Graduate School of Nanobioscience, Yokohama City University, 22-2 Seto, Kanazawa-ku, Yokohama, 236-0027, Japan.
Graduate School of Nanobioscience, Yokohama City University, 22-2 Seto, Kanazawa-ku, Yokohama, 236-0027, Japan.
Biochem Biophys Res Commun. 2022 Dec 17;634:175-181. doi: 10.1016/j.bbrc.2022.09.107. Epub 2022 Oct 8.
Oxygen is essential for aerobic organisms, but generates reactive oxygen species (ROS), which can cause cellular dysfunction by damaging cellular molecules. Many genes are involved in the regulation of ROS; however, much attention has not focused on them. To identify these genes, we screened for mutants with an altered sensitivity to oxidative stress in the nematode Caenorhabditis elegans. We isolated a novel mutant, oxy-7(qa5004) which showed an increased sensitivity to ROS in C. elegans. oxy-7 showed increased production of ROS and decreased longevity due to its increased oxidative stress. Genetic analysis revealed that oxy-7 has a causative mutation in Y71H2AM.9, a homologue of SLC30A9 which encodes a zinc transporter in mitochondria. We further showed that knockdown of human SLC30A9 caused increased ROS production in human cells as well. These results suggested an important role of mitochondrial zinc homeostasis in the regulation of ROS.

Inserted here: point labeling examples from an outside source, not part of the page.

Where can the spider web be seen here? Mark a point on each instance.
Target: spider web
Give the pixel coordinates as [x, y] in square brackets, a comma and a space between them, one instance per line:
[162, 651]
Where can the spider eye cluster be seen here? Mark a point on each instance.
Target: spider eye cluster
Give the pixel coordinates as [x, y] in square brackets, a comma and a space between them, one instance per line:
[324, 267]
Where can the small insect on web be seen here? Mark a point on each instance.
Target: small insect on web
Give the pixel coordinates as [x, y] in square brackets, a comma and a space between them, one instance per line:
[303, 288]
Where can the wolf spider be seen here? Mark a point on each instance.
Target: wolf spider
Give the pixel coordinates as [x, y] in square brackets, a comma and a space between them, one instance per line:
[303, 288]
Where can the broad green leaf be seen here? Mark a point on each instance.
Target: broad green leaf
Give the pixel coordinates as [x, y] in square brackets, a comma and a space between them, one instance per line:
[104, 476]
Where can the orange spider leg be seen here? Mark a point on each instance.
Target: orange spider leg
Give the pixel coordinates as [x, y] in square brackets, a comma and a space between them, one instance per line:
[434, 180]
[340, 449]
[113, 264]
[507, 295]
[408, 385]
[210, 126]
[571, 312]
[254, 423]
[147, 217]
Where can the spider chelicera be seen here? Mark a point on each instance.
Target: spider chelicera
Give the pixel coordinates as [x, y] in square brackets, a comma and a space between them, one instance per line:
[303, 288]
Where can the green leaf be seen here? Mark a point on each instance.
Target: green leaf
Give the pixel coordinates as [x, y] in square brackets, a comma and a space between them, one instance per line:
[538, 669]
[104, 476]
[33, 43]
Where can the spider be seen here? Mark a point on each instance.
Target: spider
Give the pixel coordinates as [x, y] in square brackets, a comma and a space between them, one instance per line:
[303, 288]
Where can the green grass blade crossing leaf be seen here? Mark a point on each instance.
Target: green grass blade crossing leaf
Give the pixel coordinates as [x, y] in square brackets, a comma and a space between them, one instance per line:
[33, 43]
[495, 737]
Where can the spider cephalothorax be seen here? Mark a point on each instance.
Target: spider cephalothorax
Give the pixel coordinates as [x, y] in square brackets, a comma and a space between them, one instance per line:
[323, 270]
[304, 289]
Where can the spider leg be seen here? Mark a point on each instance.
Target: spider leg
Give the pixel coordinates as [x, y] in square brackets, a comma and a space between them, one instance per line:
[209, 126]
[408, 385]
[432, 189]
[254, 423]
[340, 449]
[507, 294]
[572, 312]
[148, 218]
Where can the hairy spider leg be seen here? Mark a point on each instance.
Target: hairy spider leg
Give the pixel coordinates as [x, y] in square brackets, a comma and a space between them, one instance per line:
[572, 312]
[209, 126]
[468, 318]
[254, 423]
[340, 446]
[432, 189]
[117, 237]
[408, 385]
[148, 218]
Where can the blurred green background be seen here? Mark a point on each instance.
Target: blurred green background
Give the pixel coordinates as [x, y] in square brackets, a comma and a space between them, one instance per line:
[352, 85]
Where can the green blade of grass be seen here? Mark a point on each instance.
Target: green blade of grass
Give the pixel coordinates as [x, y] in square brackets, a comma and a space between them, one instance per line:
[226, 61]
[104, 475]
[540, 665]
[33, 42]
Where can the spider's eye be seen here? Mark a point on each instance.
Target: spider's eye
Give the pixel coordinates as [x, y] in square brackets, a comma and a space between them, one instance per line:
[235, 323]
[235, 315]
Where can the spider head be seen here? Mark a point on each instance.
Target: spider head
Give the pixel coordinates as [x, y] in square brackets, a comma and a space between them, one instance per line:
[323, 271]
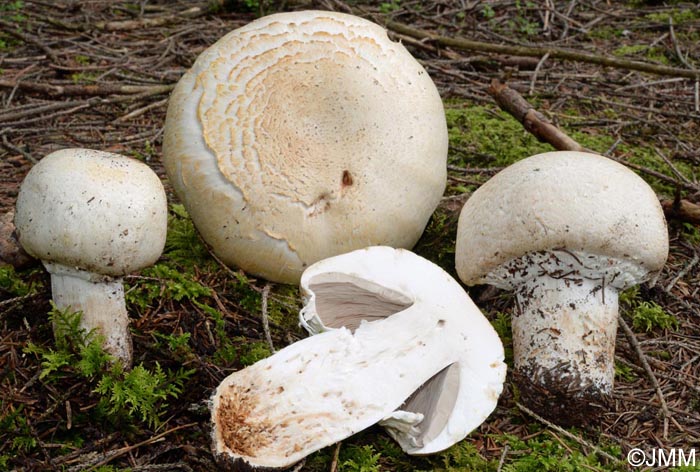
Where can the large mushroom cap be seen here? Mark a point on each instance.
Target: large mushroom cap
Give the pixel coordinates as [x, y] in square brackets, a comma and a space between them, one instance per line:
[305, 135]
[98, 211]
[574, 201]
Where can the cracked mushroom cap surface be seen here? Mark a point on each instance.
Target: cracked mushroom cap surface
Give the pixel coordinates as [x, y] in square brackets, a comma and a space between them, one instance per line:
[304, 135]
[92, 210]
[580, 204]
[424, 358]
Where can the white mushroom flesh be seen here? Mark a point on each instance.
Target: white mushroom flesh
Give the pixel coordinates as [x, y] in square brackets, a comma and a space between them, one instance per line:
[430, 365]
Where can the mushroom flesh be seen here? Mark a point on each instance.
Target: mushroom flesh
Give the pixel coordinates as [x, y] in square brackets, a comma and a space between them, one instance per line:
[402, 342]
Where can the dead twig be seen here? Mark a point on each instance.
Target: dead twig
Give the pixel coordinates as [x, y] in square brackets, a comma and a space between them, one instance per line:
[96, 90]
[682, 210]
[266, 319]
[532, 120]
[632, 339]
[127, 449]
[540, 51]
[569, 435]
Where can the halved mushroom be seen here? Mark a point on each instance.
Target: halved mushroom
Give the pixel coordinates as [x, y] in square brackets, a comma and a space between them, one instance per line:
[430, 365]
[305, 135]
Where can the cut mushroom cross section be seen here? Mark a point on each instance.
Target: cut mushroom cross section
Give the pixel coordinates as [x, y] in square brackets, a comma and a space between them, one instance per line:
[304, 135]
[431, 365]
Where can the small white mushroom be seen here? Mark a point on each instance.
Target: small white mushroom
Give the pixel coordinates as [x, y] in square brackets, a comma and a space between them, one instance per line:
[567, 231]
[304, 135]
[430, 365]
[92, 217]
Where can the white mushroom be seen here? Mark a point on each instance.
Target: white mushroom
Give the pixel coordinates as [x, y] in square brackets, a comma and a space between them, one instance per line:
[92, 217]
[566, 231]
[305, 135]
[430, 365]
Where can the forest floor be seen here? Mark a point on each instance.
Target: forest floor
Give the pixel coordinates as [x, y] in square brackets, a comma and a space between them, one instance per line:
[97, 74]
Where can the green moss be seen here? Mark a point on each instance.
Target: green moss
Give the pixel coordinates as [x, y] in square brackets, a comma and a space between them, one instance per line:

氧气是需氧生物所必需的,但会产生活性氧(ROS),这些 ROS 通过破坏细胞分子而导致细胞功能障碍。许多基因参与了 ROS 的调节;然而,人们并没有过多关注它们。为了鉴定这些基因,我们在秀丽隐杆线虫中筛选了对氧化应激敏感性改变的突变体。我们分离到一个新的突变体 oxy-7(qa5004),它在 C. elegans 中对 ROS 的敏感性增加。oxy-7 由于氧化应激增加而表现出 ROS 产生增加和寿命缩短。遗传分析表明,oxy-7 在 Y71H2AM.9 中存在一个致病突变,该基因是 SLC30A9 的同源物,SLC30A9 编码线粒体中的锌转运体。我们进一步表明,敲低人 SLC30A9 也会导致人细胞中 ROS 的产生增加。这些结果表明线粒体锌稳态在 ROS 调节中起着重要作用。